The next question today will be from Mauricio Serna from UBS.
Great. I wanted to just ask about the Q3 sales figure. I just want to make sure with the puts and takes that you mentioned on the wholesale shipments. Was there like a net impact on wholesale shipments? I think there was like a pull forward from EMEA, but then some delays in and the other -- like Europe drag, so I just wanted to make sure there wasn't any impact from that front?
And then maybe could you elaborate a little bit more on how you're thinking about the overall outdoor industry demand in the U.S. going into 2025, just given that we're lapping a couple of years of tough dynamics?
I can hit the first part of that ratio with regard to the timing shifts that we saw in the quarter. So this is the Full 24 season, and we did intentionally when you look at the overall season, but if you look at the quarter out of the wholesale business was down 9%.
Our projection for the full season is to be down 4%. So you can see that some of that shifting into the fourth quarter, some of which was planned, some of which was not in the unplanned components a result of some of the supply chain disruptions that we had during the quarter. Relative to the plan we had, the guidance we provided in July, that timing shift is in the order of magnitude of about $15 million to $20 million and that would have impacted our North America business and, to a degree, our European business.
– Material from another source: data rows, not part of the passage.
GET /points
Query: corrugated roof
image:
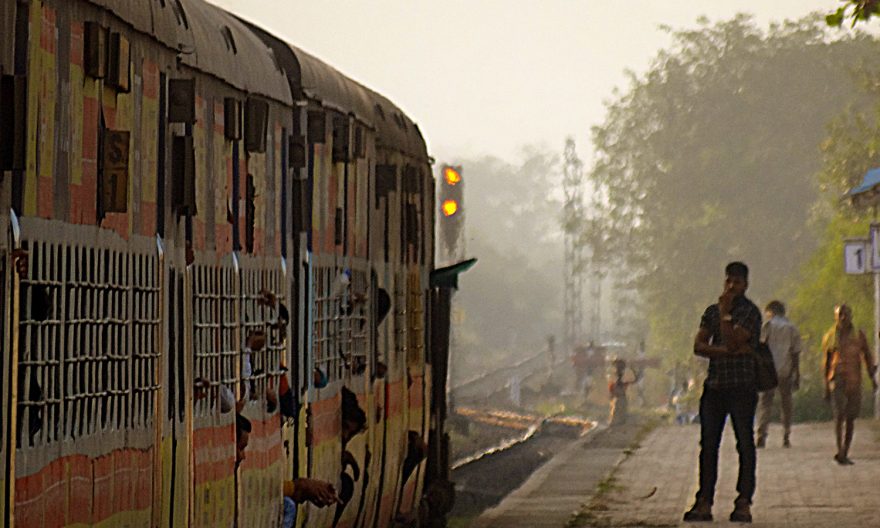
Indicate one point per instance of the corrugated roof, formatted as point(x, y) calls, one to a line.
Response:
point(226, 48)
point(397, 131)
point(210, 40)
point(324, 83)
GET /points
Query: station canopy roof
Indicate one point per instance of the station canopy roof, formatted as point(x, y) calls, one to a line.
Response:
point(867, 193)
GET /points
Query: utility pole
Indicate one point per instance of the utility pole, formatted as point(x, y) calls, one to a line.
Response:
point(572, 185)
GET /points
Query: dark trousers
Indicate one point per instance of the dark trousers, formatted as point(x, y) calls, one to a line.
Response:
point(715, 405)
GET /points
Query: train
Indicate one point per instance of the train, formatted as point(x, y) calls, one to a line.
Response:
point(175, 180)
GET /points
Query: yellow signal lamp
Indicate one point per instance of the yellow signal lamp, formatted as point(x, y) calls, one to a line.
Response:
point(451, 176)
point(449, 207)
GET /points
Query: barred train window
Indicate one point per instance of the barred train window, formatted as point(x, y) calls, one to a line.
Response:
point(416, 314)
point(340, 338)
point(260, 315)
point(88, 323)
point(215, 325)
point(214, 329)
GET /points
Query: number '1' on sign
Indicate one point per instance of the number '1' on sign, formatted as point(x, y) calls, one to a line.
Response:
point(855, 256)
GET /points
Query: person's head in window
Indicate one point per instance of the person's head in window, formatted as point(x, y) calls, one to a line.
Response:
point(242, 436)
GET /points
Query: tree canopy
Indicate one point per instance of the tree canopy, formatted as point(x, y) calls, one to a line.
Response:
point(512, 299)
point(855, 10)
point(712, 155)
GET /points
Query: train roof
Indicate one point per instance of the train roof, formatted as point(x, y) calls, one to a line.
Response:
point(325, 83)
point(313, 79)
point(210, 40)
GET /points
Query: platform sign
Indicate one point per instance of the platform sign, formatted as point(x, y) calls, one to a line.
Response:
point(875, 247)
point(855, 256)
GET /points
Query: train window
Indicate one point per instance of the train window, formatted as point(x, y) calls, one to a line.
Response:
point(316, 127)
point(386, 180)
point(13, 90)
point(95, 50)
point(264, 327)
point(119, 63)
point(229, 39)
point(183, 174)
point(339, 228)
point(88, 327)
point(341, 139)
point(179, 13)
point(296, 156)
point(250, 213)
point(360, 142)
point(256, 123)
point(182, 101)
point(415, 311)
point(214, 343)
point(232, 118)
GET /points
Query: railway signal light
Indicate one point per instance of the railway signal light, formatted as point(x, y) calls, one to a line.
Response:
point(450, 200)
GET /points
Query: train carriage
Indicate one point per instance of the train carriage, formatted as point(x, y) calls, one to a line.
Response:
point(167, 167)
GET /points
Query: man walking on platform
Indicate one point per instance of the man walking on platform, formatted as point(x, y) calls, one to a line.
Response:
point(845, 347)
point(728, 337)
point(784, 341)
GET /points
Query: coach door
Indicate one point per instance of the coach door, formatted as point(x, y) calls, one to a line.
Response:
point(6, 417)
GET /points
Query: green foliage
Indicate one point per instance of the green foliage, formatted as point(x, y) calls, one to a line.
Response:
point(711, 157)
point(851, 148)
point(512, 299)
point(857, 10)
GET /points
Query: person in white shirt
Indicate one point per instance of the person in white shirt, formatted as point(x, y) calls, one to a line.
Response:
point(784, 341)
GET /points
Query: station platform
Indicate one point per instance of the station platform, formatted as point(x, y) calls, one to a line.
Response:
point(605, 480)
Those are the 2 that were most impacted.
Yes, as it relates to the outdoor business in total, we believe [indiscernible] the market is very strong for outdoor apparel products. We see no movement towards more formal apparel either in the office or casually. It's really a function of people being comfortable in the outdoors and comfortable in outdoor apparel. So our expectations are that the business is going to continue to grow. We need to be getting a bigger piece of the existing pie.
And just to be clear, that $15 million, $20 million, that's like shifted out of Q3 into Q4 or the other way around? Just wanted to make sure I understood that. And just also following up on Q4. Just given how the weather has been trending. Just curious to hear if you have any sort of cancellations or is this like it's still too early and retailers would probably wait in case...
Yes. The first component of that shift of $15 million to $20 million. So if you look at the outlook that we provided in July, on the high end of our revenue outlook, we missed by about $27 million. That is $15 million to $20 million that's shifting from Q3 into Q4, where we've got later shipments as a result of some of the disruptions we've seen in supply chain wise.
So the East Coast, port strike and so forth. And then as it relates to the fourth quarter, we haven't necessarily seen meaningful cancellations as of yet. Certainly, we're a little bit later in our deliveries relative to where we ordinarily would like to see given some of the supply chain impact that we've seen, but nothing that's been outsized relative to historic levels at this point.
And there were no other questions at this time. I would now like to hand the call back to Tim Boyle for closing remarks.
Thank you, Anthony. I want to thank everyone for listening in. We are very excited about the Accelerate growth strategy and what it needs for our company. We know we're capable of growing rapidly. Now we're cold weather thrilled once that happens. So thanks for listening in. We look forward to talking to you next quarter.
Thank you. This does conclude today's conference. You may disconnect your lines at this time. Thank you for your participation.